Dia menanyakan mengapa aku tega membalas salamnya yang penuh doa 
keselamatan dengan jawaban yang mengandung kecelakaan. Saat itu sungguh 
aku tak bisa berkata apa-apa selain diam. Pertemuanku dengan dia selanjutnya 
tidak berjalan dengan semestinya. Aku berusaha menjelaskan bahwa aku hanya  
 
melaksanakan apa yang dianjurkan oleh  ajaran agama Islam. Tetapi dia tidak 
bisa menerima penjelasanku. Aku merasakan bahwa pandangannya terhadap 
agama Islam tidak semakin baik, tetapi sebaliknya. Dan sebelum kami berpisah 
dia berkata: Rupanya hubungan antara. kita mulai sekarang tidak semakin baik, 
tetapi sebaliknya. Namun bila engkau mempunyai alasan laih yang bisa aku 
terima, kita akan tetap bersahabat."  kata Baginda menjelaskan dengan wajah 
yang amat murung. 
  
"Kalau hanya itu persoalannya, mungkin, hamba bisa memberikan alasan yang 
dikehendaki rajaf sahabat Paduka itu yang mulia." kata Abu Nawas meyakinkan 
Baginda. 
  
Mendengar kesanggupan Abu Nawas, Baginda amat riang. Beliau berulang-ulang 
menepuk pundak Abu Nawas. Wajah Baginda yang semula gundah gulana 
seketika itu berubah cerah secerah matahari di pagi hari. 
  
"Cepat katakan, wahai Abu Nawas. Jangan biarkan aku menunggu." kata 
Baginda tak sabar. 
  
"Baginda yang mulia, memang sepantasnyalah kalau raja Yahudi itu 
menghaturkan ucapan salam keselamatan dan kesejahteraan kepada Baginda. 

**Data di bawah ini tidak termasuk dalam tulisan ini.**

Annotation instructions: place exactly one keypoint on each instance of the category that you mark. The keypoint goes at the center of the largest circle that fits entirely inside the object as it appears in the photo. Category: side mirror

Karena ajaran Islam memang menuju keselamatan (dari siksa api neraka) dan 
kesejahteraan (surga) Sedangkan Raja Yahudi itu tahu Baginda adalah orang 
Islam. Bukankah Islam mengajarkan tauhid (yaitu tidak menyekutukan Allah 
dengan yang lain, juga tidak menganggap Allah mempunyai anak. Ajaran tauhid 
ini tidak dimiliki oleh agama-agama lain termasuk agama  yang dianut Raja 
Yahudi sahabat Paduka yang mulia. Ajaran agama Yahudi menganggap Uzair  
 
adalah anak Allah seperti orang Nasrani beranggapan Isa anak Allah. Maha Suci 
Allah dari segala sangkaan mereka.Tidak pantas Allah mempunyai anak. 
Sedangkan orang Islam membalas salam dengan ucapan Wassamualaikum 
(kecelakaan bagi kamu) bukan berarti kami mendoakan kamu agar celaka. 
Tetapi semata-mata karena ketulusan dan kejujuran ajaran Islam yang masih 
bersedia  memperingatkan orang lain atas kecelakaan  yang akan menimpa 
mereka bila mereka tetap berpegang teguh pada keyakinan yang keliru itu, 
yaitu tuduhan mereka bahwa Allah Yang Maha Pengasih mempunyai anak." Abu 
Nawas menjelaskan. 
  
Seketika itu kegundahan Baginda Raja Harun Al Rasyid sirna. Kali ini saking 
gembiranya Baginda menawarkan Abu Nawas agar memilih sendiri hadiah apa 
yang disukai. Abu Nawas tidak memilih apa-apa karena ia berkeyakinan bahwa 
tak selayaknya ia menerima upah dari ilmu agama yang ia sampaikan.